O projeto estava previsto para ser votado na última quarta-feira, porém, o Legislativo brasileiro ficou paralisado com a detenção de Delcídio, que era, até então, o líder do Governo no Senado, e a reunião foi suspensa. Assim, o prazo para a meta ser aprovada ainda este ano fica mais apertado. São só nove sessões até o início do recesso parlamentar, em 22 de dezembro. Caso não seja aprovado, o Governo diz que recorrerá ao Judiciário para evitar ser punido.
“Para pagarmos tudo que devemos, precisamos fazer um novo contingenciamento [bloqueio de verbas] no Orçamento, que prejudicaria os investimentos e a prestação de serviços pelo Estado. Entendemos, inclusive, que a questão é passível de questionamentos jurídicos”, afirmou o secretário do Tesouro Nacional, Marcelo Saintive, para a Agência Brasil.

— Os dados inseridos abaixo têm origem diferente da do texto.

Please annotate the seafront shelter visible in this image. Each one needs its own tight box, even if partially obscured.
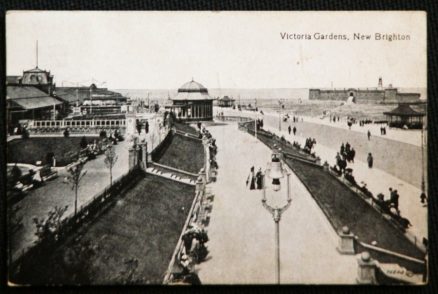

Dos sete congressistas ouvidos pela reportagem, seis dizem acreditar que dificilmente as propostas do ajuste fiscal conseguirão ser aprovadas neste ano. “Há uma onda negativa, mas não podemos nos deixar abater. Temos de correr atrás de aprovar as propostas de interesse do país”, afirmou o vice-líder do Governo no Senado, Telmário Mota (PDT-RR).